Yes, it's a children's story, but I liked it, too! I feel a bit sad for people who are too "grownup" for this film. Wallace Shawn's finest performance! Full of memorable lines and scenes. A bit silly, but utterly charming.
A romantic classic that marks Reiner's best work with a marvelous script by William Goldman full of quotable dialogue, adventure, comedy and romance. Casting was extraordinary featuring career best turns by Cary Elwes and Chris Sarandon and memorable turns by Wright, Guest, Patinkin and Andre the Giant. A fairy tale for child and adult alike.
[Espaço Nimas] Can't stand the way social networks (and film fests to a certain extent) have eventified cinema. Everyone's main course: Torrents, streams and downloads. A special 'event' screening (with gifts+whatnot) takes place and people gladly flock to attend it. Yet, most of the time, they don't quit TV, torrents & VOD, whining about the sad the state of film (notably its mainstream ilk) and its output ▽
Cinematically inert -- it is in dire need of a dash of Curtizian spice to bring it to life. A fawning exercise in cutesy sentimentality and occasionally amusing comedy, it never once manages to generate anything even remotely resembling excitement, unlike the adventure novels (and films) it thinks it is a tribute to.
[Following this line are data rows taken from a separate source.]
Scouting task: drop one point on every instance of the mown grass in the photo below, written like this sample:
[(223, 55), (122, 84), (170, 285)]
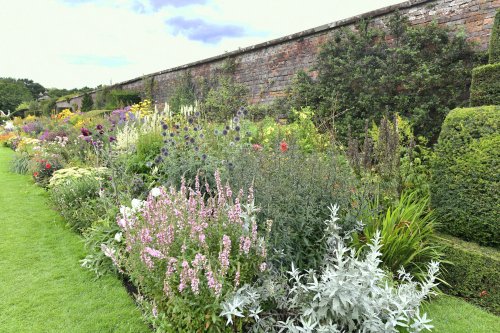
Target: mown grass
[(453, 315), (42, 286)]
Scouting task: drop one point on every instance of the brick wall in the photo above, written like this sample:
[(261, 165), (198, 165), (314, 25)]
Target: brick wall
[(268, 68)]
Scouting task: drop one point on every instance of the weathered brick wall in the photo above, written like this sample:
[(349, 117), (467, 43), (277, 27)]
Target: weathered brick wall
[(268, 68)]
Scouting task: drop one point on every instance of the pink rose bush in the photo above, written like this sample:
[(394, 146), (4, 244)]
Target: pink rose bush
[(186, 250)]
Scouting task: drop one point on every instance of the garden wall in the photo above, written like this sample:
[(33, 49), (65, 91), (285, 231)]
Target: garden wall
[(268, 68)]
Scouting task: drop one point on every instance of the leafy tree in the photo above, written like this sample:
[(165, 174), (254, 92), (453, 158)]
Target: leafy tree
[(419, 72), (34, 87), (87, 103), (12, 93)]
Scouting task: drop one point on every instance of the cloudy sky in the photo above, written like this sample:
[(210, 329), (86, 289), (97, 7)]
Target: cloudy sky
[(76, 43)]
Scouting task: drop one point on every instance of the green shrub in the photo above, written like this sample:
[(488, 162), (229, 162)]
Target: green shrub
[(421, 75), (474, 273), (292, 188), (87, 103), (465, 178), (20, 163), (105, 232), (406, 231), (494, 48), (121, 98), (485, 87), (79, 201), (225, 98)]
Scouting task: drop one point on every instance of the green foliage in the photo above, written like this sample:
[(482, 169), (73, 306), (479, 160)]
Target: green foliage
[(109, 99), (474, 273), (224, 98), (87, 103), (392, 158), (120, 98), (494, 48), (465, 178), (292, 189), (13, 93), (184, 93), (79, 202), (406, 231), (42, 275), (452, 314), (101, 232), (421, 76), (485, 87), (20, 163)]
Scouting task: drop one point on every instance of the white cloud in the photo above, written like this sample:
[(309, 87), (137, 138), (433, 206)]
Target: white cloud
[(73, 43)]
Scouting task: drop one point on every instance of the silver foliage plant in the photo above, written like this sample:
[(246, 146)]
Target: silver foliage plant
[(350, 294)]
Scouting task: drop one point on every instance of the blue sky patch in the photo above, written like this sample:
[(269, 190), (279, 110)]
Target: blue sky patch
[(202, 31)]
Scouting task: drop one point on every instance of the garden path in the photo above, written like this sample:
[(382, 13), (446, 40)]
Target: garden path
[(42, 286)]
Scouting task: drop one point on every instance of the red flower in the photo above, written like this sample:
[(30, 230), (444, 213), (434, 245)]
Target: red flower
[(283, 146)]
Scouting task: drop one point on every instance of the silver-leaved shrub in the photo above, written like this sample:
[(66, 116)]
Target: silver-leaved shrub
[(186, 251), (349, 294)]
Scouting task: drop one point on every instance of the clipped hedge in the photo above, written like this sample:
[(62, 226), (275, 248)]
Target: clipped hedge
[(485, 86), (465, 179), (494, 48), (474, 273)]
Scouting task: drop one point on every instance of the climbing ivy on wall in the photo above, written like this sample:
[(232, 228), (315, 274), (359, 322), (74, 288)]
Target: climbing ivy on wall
[(420, 72)]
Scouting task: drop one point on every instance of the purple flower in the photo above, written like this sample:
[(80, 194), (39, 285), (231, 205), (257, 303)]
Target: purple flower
[(85, 131)]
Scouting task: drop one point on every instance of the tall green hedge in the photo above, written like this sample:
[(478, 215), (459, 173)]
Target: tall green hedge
[(495, 40), (474, 273), (465, 175), (485, 87)]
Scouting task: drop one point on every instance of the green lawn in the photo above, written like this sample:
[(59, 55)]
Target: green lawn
[(453, 315), (42, 286)]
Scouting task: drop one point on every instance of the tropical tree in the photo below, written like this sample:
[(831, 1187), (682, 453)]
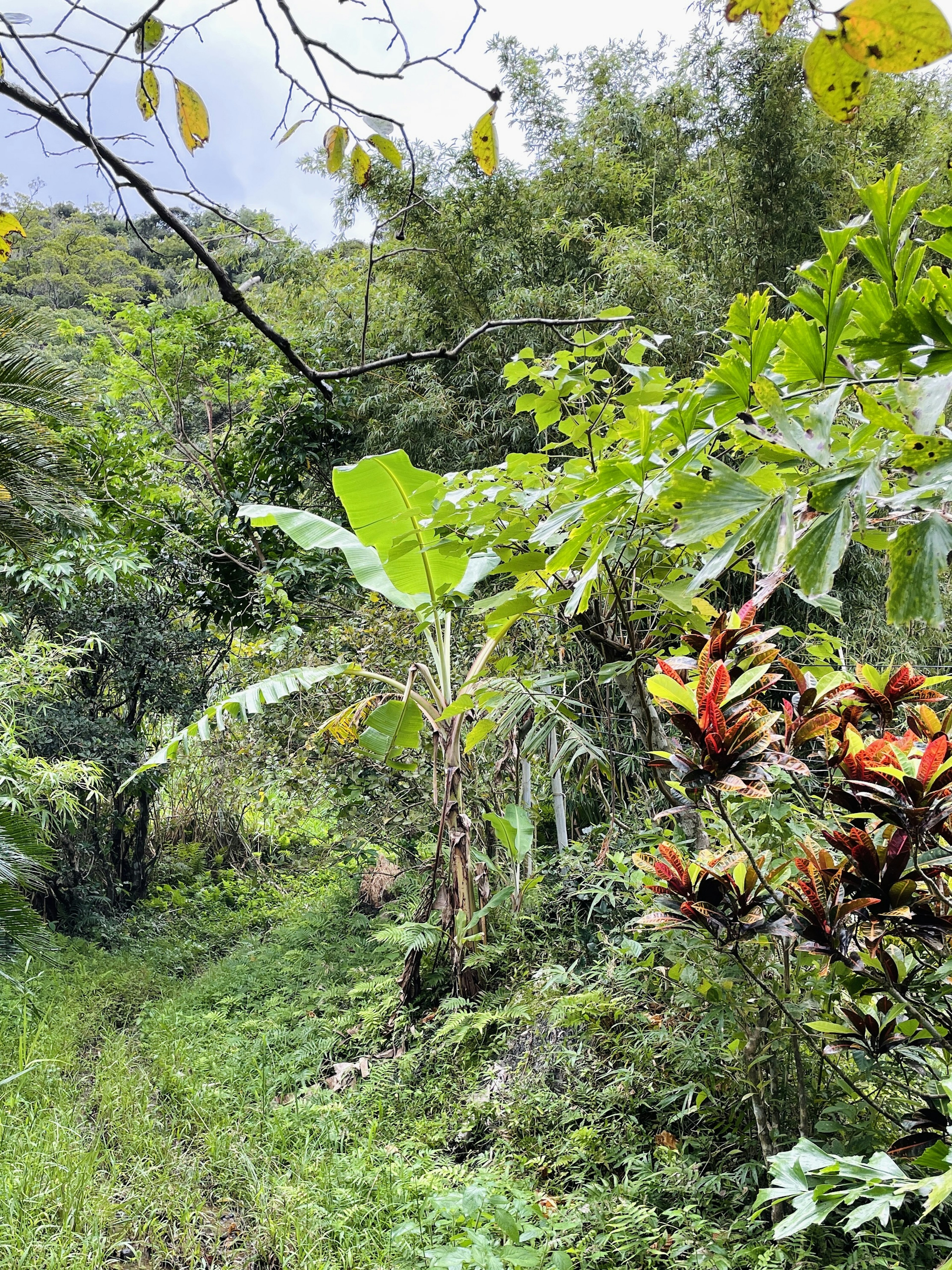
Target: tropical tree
[(395, 552), (37, 475)]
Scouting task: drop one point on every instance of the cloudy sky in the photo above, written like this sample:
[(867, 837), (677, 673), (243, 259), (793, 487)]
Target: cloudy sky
[(232, 64), (233, 69)]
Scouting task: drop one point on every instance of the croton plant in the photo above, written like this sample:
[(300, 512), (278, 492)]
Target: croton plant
[(871, 757)]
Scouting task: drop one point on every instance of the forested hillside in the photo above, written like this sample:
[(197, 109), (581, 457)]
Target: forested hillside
[(493, 808)]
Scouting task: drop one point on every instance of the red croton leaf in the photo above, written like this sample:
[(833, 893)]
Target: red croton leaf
[(933, 757)]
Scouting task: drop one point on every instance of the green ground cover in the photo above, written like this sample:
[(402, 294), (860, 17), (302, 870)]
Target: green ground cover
[(176, 1109)]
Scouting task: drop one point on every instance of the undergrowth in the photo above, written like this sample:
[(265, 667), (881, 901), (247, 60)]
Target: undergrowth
[(176, 1108)]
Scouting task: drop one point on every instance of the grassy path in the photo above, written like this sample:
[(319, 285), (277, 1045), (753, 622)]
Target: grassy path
[(158, 1132)]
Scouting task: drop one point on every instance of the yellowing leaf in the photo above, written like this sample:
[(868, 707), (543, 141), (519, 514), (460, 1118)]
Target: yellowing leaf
[(485, 143), (148, 94), (149, 35), (8, 225), (837, 82), (387, 148), (894, 35), (771, 12), (193, 117), (478, 733), (291, 131), (336, 144), (361, 164)]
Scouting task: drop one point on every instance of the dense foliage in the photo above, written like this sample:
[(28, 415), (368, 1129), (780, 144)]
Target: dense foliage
[(536, 765)]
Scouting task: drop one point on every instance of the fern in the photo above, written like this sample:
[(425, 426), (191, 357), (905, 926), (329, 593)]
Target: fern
[(409, 936)]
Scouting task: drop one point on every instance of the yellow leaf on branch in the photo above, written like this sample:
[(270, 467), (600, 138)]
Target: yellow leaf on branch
[(8, 225), (771, 13), (894, 35), (193, 117), (336, 144), (361, 164), (149, 35), (387, 148), (148, 94), (485, 143), (837, 82)]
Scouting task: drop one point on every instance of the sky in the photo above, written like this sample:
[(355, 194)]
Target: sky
[(234, 72), (232, 65)]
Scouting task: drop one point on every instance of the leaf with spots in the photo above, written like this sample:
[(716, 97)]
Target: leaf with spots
[(193, 117), (291, 131), (837, 82), (819, 552), (8, 225), (149, 35), (485, 143), (148, 94), (894, 35), (334, 145), (387, 148), (921, 454), (917, 557), (701, 508), (361, 164), (772, 13)]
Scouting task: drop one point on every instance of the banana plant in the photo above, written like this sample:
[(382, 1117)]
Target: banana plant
[(394, 550)]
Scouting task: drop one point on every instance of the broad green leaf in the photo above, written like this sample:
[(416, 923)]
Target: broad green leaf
[(806, 1212), (249, 702), (478, 733), (361, 164), (389, 503), (837, 82), (924, 402), (148, 93), (920, 454), (513, 830), (485, 143), (313, 533), (336, 140), (940, 1193), (193, 117), (744, 682), (700, 508), (878, 413), (149, 35), (521, 1255), (385, 147), (917, 557), (894, 35), (393, 728), (8, 225), (772, 13), (774, 533), (667, 689), (821, 549), (291, 131), (803, 338)]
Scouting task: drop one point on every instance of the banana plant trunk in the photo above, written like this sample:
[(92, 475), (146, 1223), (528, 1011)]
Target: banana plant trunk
[(460, 888)]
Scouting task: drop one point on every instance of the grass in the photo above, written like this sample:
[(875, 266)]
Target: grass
[(175, 1112)]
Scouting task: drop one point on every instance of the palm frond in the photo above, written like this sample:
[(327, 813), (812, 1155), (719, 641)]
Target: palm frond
[(249, 702), (550, 712)]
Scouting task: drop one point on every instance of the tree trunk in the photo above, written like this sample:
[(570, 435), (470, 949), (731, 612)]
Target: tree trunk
[(558, 796), (460, 890)]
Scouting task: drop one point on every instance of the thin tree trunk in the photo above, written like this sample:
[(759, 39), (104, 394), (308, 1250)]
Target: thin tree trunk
[(526, 799), (651, 730), (803, 1102), (558, 796)]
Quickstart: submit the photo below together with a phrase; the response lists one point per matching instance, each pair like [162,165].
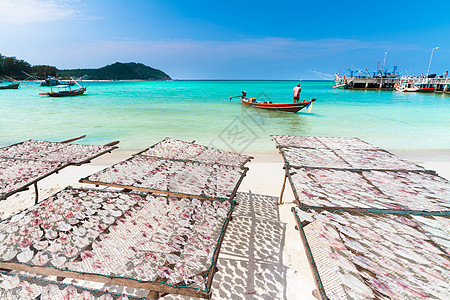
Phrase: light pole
[431,57]
[384,62]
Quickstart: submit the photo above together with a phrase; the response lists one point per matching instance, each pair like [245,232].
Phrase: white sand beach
[262,256]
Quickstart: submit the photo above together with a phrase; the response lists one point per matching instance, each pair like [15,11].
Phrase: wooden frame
[312,264]
[33,182]
[176,194]
[362,209]
[156,288]
[44,282]
[63,165]
[192,160]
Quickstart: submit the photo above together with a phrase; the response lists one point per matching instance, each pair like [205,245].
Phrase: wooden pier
[440,85]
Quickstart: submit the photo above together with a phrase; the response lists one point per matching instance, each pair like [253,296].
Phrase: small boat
[340,82]
[412,87]
[52,81]
[65,93]
[288,107]
[12,86]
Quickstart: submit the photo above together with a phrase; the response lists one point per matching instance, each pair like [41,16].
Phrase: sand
[271,263]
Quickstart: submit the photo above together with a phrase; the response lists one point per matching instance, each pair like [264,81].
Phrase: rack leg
[153,295]
[282,189]
[36,193]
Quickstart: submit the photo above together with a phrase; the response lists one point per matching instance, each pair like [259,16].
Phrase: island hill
[117,71]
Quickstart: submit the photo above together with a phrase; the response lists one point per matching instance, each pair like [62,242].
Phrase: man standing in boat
[297,90]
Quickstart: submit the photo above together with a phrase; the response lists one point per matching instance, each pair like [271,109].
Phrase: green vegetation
[118,71]
[13,67]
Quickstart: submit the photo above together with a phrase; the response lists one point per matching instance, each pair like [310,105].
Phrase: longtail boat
[12,86]
[288,107]
[65,93]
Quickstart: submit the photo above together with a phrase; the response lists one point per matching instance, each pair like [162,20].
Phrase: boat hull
[415,90]
[340,86]
[13,86]
[67,93]
[287,107]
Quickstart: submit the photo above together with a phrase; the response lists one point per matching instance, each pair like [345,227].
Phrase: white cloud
[31,11]
[257,49]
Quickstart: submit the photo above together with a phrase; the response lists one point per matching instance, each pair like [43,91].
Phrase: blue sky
[229,39]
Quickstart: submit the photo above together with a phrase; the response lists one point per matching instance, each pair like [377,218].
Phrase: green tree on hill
[11,66]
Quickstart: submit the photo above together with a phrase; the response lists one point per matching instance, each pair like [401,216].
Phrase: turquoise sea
[139,113]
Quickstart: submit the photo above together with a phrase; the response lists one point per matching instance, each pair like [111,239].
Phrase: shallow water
[141,113]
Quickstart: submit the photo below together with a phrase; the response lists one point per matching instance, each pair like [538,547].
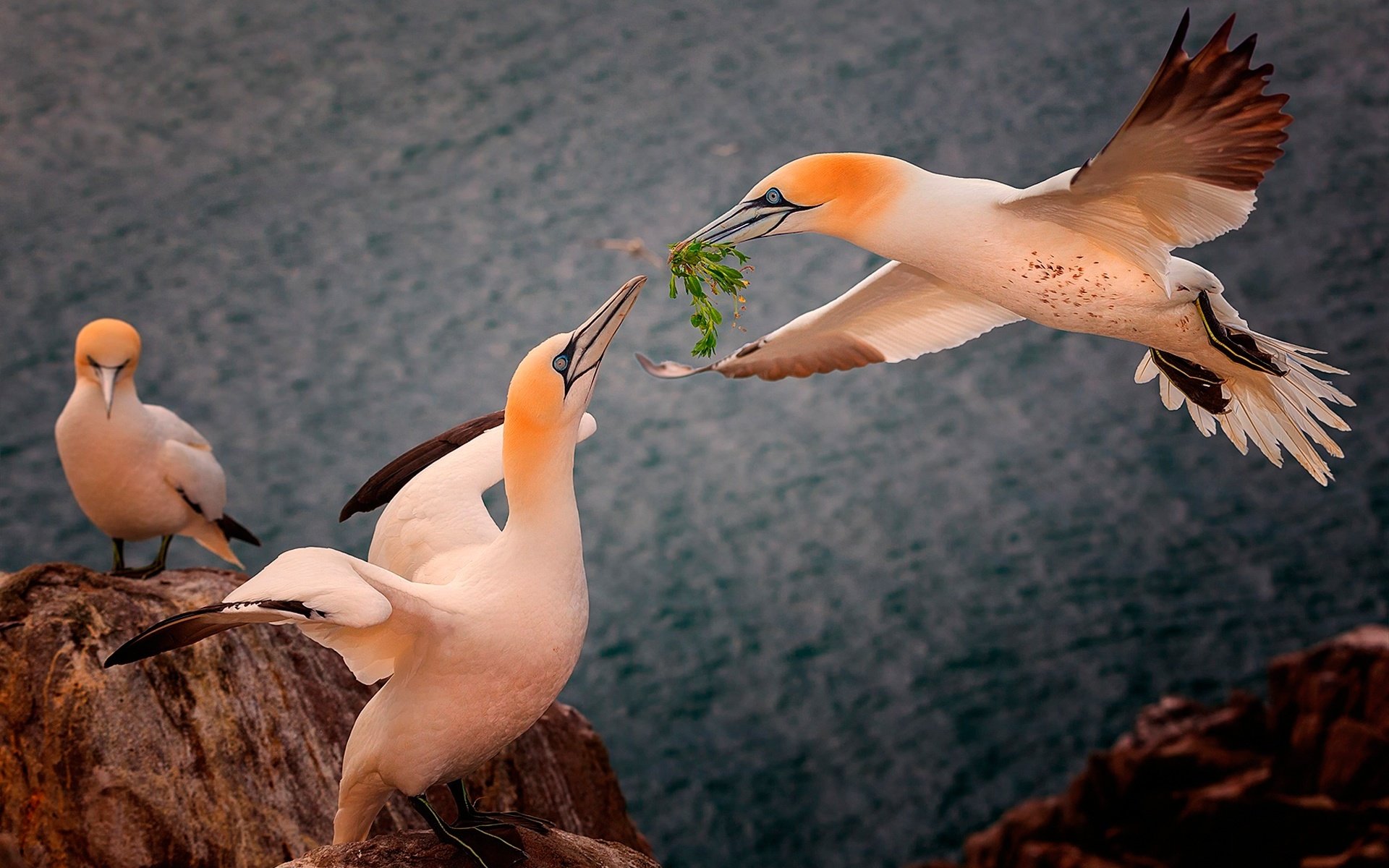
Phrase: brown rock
[422,851]
[226,753]
[1312,694]
[1302,785]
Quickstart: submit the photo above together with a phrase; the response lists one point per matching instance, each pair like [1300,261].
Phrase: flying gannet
[484,638]
[137,469]
[1087,250]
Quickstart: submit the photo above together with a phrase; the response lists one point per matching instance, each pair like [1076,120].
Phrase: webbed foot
[139,573]
[490,845]
[1235,345]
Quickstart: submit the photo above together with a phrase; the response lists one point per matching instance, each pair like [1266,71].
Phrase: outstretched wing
[363,611]
[1184,166]
[441,507]
[188,463]
[896,312]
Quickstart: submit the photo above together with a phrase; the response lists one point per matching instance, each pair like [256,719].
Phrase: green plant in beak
[696,264]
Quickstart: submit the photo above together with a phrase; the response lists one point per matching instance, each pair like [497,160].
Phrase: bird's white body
[477,628]
[1087,250]
[139,471]
[1040,271]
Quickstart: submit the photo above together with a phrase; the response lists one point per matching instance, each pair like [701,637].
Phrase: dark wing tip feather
[386,482]
[175,632]
[234,529]
[1220,96]
[196,625]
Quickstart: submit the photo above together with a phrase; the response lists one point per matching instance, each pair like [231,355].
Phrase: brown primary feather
[386,482]
[1215,109]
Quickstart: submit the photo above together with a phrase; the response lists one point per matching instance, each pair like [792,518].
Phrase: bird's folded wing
[365,613]
[196,475]
[439,506]
[896,312]
[1184,167]
[170,427]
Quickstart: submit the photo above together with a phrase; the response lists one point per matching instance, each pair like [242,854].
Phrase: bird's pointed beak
[107,380]
[742,223]
[590,341]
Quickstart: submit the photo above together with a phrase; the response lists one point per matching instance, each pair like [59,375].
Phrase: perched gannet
[1087,250]
[137,469]
[424,514]
[484,638]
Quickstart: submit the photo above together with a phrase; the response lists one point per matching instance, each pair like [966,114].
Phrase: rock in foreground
[226,753]
[422,851]
[1299,783]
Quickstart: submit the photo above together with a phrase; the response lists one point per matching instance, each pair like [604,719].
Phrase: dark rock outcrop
[226,753]
[1299,783]
[422,851]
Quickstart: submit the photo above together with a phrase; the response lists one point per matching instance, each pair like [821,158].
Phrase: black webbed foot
[1202,386]
[469,813]
[139,573]
[1235,345]
[490,845]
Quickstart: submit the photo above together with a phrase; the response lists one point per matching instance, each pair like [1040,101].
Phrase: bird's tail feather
[234,529]
[1274,412]
[357,807]
[210,535]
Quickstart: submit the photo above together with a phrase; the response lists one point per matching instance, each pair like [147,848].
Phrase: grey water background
[841,621]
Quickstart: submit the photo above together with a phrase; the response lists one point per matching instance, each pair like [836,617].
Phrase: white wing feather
[893,314]
[370,616]
[1184,167]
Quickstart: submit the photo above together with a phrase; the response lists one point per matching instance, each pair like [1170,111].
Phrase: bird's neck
[538,466]
[917,217]
[124,398]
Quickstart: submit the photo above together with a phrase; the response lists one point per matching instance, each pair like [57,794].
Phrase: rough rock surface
[1299,783]
[226,753]
[422,851]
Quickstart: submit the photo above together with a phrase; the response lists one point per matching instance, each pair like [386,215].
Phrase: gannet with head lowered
[484,638]
[1088,250]
[137,469]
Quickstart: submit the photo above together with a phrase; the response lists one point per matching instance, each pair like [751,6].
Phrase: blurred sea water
[841,621]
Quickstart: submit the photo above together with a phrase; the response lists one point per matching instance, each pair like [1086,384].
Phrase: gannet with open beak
[137,469]
[1087,250]
[480,644]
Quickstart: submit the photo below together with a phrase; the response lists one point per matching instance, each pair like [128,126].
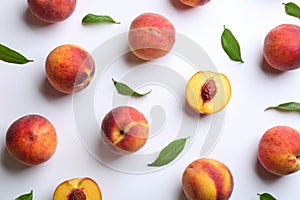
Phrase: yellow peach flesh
[88,186]
[194,96]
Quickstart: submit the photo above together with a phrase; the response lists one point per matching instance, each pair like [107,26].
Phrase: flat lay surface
[230,136]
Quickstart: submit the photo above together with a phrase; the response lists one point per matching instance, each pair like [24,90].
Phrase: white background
[255,86]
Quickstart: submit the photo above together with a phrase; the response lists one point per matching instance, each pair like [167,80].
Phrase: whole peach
[206,179]
[52,11]
[282,47]
[151,36]
[194,3]
[279,150]
[31,139]
[69,68]
[124,130]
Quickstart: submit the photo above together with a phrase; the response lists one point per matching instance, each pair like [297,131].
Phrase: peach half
[206,179]
[78,189]
[208,92]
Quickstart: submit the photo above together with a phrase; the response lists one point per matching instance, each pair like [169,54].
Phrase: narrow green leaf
[28,196]
[169,153]
[266,196]
[11,56]
[92,18]
[125,90]
[290,106]
[231,45]
[292,9]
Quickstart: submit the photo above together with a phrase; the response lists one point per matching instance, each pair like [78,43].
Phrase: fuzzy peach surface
[279,150]
[207,178]
[69,68]
[31,139]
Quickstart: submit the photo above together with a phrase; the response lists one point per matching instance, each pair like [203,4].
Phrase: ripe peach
[279,150]
[151,36]
[282,47]
[207,178]
[31,140]
[208,92]
[78,189]
[124,130]
[194,3]
[69,68]
[52,11]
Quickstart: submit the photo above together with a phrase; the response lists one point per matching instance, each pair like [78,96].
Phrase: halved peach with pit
[208,92]
[78,189]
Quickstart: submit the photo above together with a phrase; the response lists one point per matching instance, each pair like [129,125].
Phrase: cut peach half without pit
[78,189]
[208,92]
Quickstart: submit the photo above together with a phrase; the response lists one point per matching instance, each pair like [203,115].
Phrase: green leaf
[11,56]
[292,9]
[91,19]
[290,106]
[169,153]
[125,90]
[28,196]
[231,45]
[266,196]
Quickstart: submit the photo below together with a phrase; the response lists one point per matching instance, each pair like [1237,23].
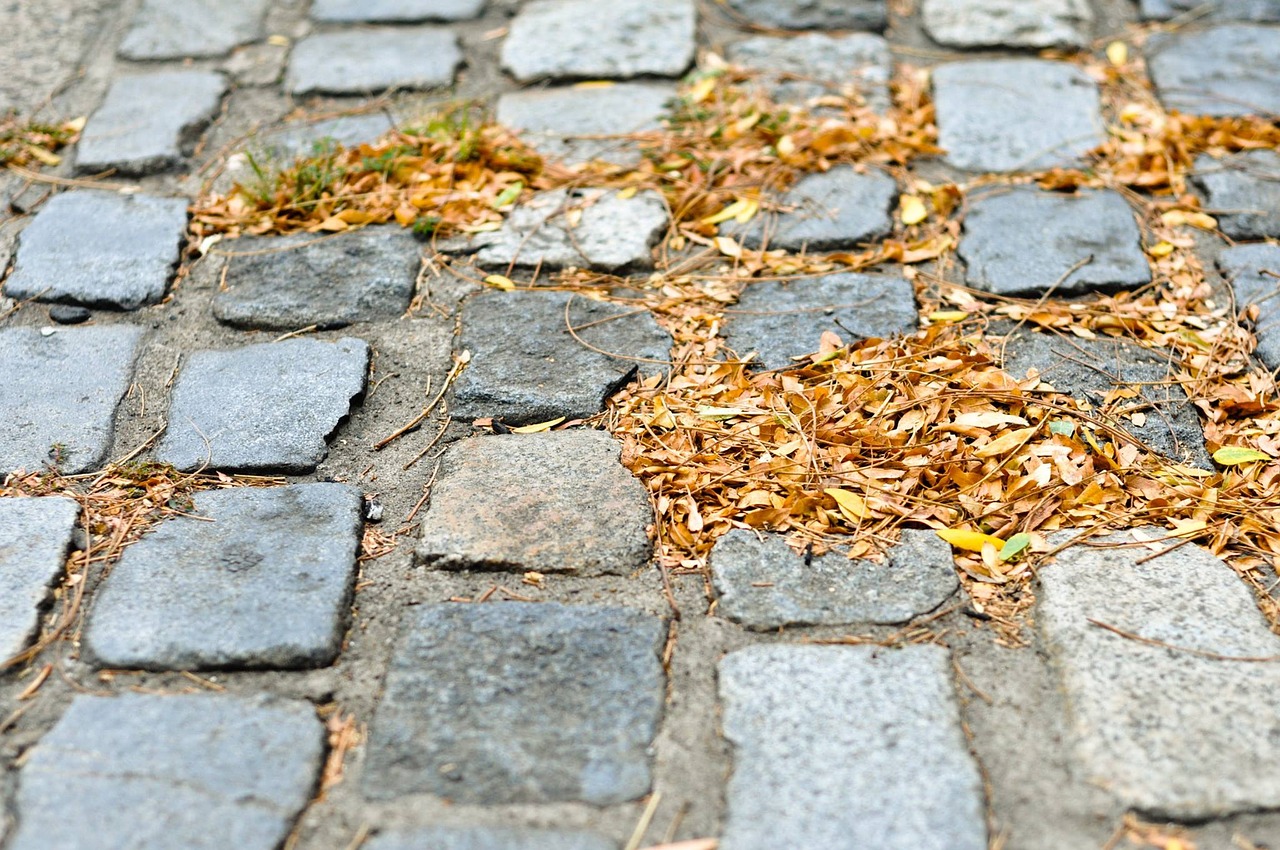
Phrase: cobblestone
[577,727]
[882,729]
[261,579]
[59,394]
[100,248]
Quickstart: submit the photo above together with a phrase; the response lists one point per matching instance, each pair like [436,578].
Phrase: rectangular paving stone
[1025,242]
[528,368]
[785,319]
[589,40]
[848,748]
[519,703]
[100,250]
[269,406]
[154,772]
[149,122]
[35,535]
[1015,114]
[1233,69]
[764,584]
[195,28]
[1170,734]
[59,394]
[284,283]
[264,579]
[553,502]
[373,59]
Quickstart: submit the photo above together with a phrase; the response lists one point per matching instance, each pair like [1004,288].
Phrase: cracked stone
[528,368]
[146,771]
[269,406]
[261,580]
[59,394]
[553,502]
[1015,114]
[576,729]
[100,250]
[1024,241]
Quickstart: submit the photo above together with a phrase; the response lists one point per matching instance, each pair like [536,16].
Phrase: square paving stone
[848,748]
[764,584]
[1009,23]
[554,502]
[263,407]
[100,250]
[528,368]
[261,579]
[519,703]
[196,28]
[394,10]
[804,67]
[1232,69]
[814,14]
[1088,369]
[553,119]
[149,120]
[827,211]
[583,228]
[1015,114]
[35,535]
[154,772]
[780,320]
[1252,272]
[374,59]
[284,283]
[59,394]
[1243,192]
[589,40]
[1025,242]
[1169,732]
Only Peter Falk lives onscreen in any interesting way.
One of the worst soundtrack that I've ever heard. Mark Knopfler may be a brilliant musician, this piece of crap music is an ear-rape. The film was cheesy but full of funny moments and good intentions. I just wish that there could have been more "papier-mache" sets, like the one in front of the Hills of Insanity. This was great.
It's entertaining, but the "meta" aspect is superficial. A reviled but far superior film like Lady in the Water uses the fabrication of a fantasy to comment on the nature of stories (and what they mean to those that create & bear witness to them) in a far more intelligent & sophisticated way. Much better is the genuine fantasy of a film like Legend; a bold & visionary work far beyond Reiner's limited cinematic grasp.